# Part 2: Word Representations and Lexical Similarities

This part has 20 points in total.

Here we will compare different measures of semantic similarity between words: (1) WordNet depth distance (2) and cosine similarity of words using a given GloVe model features.

For more reading on vector semantics got to Chapter 6, sections 6.4 and 6.8:
https://web.stanford.edu/~jurafsky/slp3/6.pdf

To learn about Wordnet: https://www.nltk.org/howto/wordnet.html

For additional Wordnet discussions see Chapter 19: https://web.stanford.edu/~jurafsky/slp3/19.pdf

The GloVe word embeddings are described in [this paper](https://nlp.stanford.edu/projects/glove/)


## Part 2.1: Semantic similarity with WordNet

In [None]:
# load wordnet
from nltk.corpus import wordnet as wn

# load word-vector glov
import gensim.downloader as gensim_api
glove_model = gensim_api.load("glove-wiki-gigaword-50")

from itertools import combinations, product
from scipy.stats import spearmanr
import numpy as np

In [None]:
some_words = ['car', 'dog', 'banana', 'delicious', 'baguette', 'jumping', 'hugging', 'election']

### Explore Word Representations in English WordNet 

In [None]:
# For each word above print their synsets
# for each synset print all lemmas, hypernyms, hyponyms

# 
# Write your code here
#

#### Measure The Lexical Similarity 

In [None]:
# Wu-Palmer Similarity is a measure of similarity between to sense based on their depth distance. 
#
# For each pair of words, find their closes sense based on Wu-Palmer Similarity.
# List all word pairs and their highest possible wup_similarity. 
# Use wn.wup_similarity(s1, s2) and itertools (combinations and product).
# if there is no connection between two words, put 0.

wn_sims = []
for word1, word2 in combinations(some_words, 2):
    ### Your code here ###
    max_sim = 0
    ######################
    wn_sims.append(max_sim)
    print(f"{word1:9} {word2:9} {max_sim:6.3f}")

# which word pair are the most similar words?

## Part 2.2: Semantic similarity with GloVe and comparison with WordNet

### Measure the similarities on GloVe Word Vectors

In [None]:
glov_sims = []
for word1, word2 in combinations(some_words, 2):
    max_sim = glove_model.similarity(word1, word2)
    glov_sims.append(max_sim)
    print(f"{word1:9} {word2:9} {max_sim:6.3f}")


#### Examine if two measures correlate

In [None]:
# a correlation coefficent of two lists
print("Spearman's rho", spearmanr(glov_sims, wn_sims))

# Higher correlation (closer to 1.0) means two measures agree with each other.

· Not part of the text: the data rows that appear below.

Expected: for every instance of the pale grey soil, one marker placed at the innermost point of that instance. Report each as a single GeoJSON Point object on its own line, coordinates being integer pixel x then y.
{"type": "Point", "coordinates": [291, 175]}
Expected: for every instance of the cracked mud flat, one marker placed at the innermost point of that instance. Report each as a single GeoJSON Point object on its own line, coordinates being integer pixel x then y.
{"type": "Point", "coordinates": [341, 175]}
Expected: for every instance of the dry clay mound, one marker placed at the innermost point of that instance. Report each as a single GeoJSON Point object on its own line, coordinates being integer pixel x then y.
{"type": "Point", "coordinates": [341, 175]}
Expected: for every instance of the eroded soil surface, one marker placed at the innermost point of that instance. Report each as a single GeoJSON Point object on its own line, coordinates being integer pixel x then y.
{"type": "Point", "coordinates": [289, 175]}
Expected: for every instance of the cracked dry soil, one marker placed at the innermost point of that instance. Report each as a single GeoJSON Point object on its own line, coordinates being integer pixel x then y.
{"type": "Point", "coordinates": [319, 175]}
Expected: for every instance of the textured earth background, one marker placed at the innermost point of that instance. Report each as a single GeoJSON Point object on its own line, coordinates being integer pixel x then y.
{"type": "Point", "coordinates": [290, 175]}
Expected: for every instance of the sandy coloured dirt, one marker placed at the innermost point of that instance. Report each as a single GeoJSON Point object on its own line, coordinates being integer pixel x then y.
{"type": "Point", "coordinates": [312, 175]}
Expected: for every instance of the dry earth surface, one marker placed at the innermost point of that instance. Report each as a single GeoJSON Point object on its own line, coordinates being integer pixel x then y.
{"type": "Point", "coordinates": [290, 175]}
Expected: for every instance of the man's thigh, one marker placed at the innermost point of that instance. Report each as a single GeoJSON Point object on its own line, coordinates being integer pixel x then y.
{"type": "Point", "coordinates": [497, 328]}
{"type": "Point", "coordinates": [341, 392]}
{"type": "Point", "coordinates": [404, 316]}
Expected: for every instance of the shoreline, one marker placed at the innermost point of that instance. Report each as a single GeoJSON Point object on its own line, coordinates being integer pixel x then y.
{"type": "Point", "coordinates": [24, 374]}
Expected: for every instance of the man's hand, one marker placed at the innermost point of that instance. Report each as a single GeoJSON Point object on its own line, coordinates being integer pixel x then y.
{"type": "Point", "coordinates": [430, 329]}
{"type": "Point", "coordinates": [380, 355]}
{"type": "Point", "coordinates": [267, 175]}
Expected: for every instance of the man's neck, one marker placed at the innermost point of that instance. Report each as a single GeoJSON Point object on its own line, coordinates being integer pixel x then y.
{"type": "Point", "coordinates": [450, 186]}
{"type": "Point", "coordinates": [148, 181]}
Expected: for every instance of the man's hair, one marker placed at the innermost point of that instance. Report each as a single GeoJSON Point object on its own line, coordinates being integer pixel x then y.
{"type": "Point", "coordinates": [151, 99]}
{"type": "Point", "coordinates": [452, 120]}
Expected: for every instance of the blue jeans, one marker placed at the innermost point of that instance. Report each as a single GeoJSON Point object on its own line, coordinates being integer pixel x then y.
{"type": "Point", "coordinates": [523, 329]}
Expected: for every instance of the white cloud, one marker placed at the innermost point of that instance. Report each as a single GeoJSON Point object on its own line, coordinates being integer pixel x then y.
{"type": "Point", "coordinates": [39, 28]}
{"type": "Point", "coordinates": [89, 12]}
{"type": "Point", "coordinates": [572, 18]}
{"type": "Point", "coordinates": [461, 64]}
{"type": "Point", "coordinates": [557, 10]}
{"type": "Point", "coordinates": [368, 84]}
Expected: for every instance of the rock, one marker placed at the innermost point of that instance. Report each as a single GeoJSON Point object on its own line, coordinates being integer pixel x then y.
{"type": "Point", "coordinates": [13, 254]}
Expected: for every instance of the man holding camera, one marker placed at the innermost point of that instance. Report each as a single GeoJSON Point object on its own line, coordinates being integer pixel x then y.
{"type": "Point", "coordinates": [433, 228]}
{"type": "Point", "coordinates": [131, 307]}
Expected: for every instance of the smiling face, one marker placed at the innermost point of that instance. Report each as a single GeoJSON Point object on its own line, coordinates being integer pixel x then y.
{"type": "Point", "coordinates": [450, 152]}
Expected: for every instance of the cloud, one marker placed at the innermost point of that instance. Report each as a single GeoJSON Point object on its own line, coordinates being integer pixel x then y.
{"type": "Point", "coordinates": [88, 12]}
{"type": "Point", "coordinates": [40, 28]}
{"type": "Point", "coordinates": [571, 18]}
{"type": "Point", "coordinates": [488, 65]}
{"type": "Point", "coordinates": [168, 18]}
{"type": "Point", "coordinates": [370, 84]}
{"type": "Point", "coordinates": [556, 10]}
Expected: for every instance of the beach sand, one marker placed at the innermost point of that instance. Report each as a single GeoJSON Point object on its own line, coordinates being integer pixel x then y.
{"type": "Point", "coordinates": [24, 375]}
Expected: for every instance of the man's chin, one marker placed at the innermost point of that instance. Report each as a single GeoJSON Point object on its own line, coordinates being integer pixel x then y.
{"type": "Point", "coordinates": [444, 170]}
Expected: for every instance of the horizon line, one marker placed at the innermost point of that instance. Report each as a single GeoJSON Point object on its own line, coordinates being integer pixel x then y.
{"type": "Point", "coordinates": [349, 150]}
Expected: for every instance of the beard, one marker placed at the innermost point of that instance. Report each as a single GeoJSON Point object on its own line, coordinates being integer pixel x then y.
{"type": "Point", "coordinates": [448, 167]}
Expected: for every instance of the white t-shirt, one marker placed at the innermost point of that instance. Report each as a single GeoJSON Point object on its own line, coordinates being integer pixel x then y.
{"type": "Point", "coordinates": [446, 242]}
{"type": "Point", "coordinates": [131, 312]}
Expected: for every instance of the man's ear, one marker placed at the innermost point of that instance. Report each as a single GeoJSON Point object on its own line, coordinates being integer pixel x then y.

How do the two similarities compare? 

In [None]:
# Write your answer here

### Word Vector Representations in GloVe

In [None]:
# Each word is represented as a vector:
print('dog =', glove_model['dog'])

# matrix of all word vectors is trained as parameters of a language model:
# P( target_word | context_word ) = f(word, context ; params)
#
# Words in a same sentence and in close proximity are in context of each other.

### Implement Cosine Similarity 

In [None]:
# based on equation 6.10 J&M (2019)
# https://web.stanford.edu/~jurafsky/slp3/6.pdf
#
def cosine_sim(v1, v2):
    out = 0
    # code here
    return out


cosine_sim(glove_model['car'], glove_model['automobile'])

### Implement top-n most similar words 

In [None]:
# search in glove_model:
def top_n(word, n):
    # example: top_n('dog', 3) =  
    #[('cat', 0.9218005537986755),
    # ('dogs', 0.8513159155845642),
    # ('horse', 0.7907583713531494)]
    # similar to glove_model.most_similar('dog', topn=3)

    out = []
    #
    # code here
    # 
    return out


## VG Part: Examine Fairness In Data Driven Word Vectors


Caliskan et al. (2017) argues that word vectors learn human biases from data. 

Try to replicate one of the tests of the paper:

Caliskan, Aylin, Joanna J. Bryson, and Arvind Narayanan. “Semantics derived automatically from language corpora contain human-like biases.” Science
356.6334 (2017): 183-186. http://opus.bath.ac.uk/55288/


For example on gender bias:
- Male names: John, Paul, Mike, Kevin, Steve, Greg, Jeff, Bill.
- Female names: Amy, Joan, Lisa, Sarah, Diana, Kate, Ann, Donna.
- Career words : executive, management, professional, corporation, salary, office, business, career.
- Family words : home, parents, children, family, cousins, marriage, wedding, relatives.


Report the average cosine similarity of male names to career words, and compare it with the average similarity of female names to career words. (repeat for family words) 

tokens in GloVe model are all in lower case.

Write at least one sentence to describe your observation.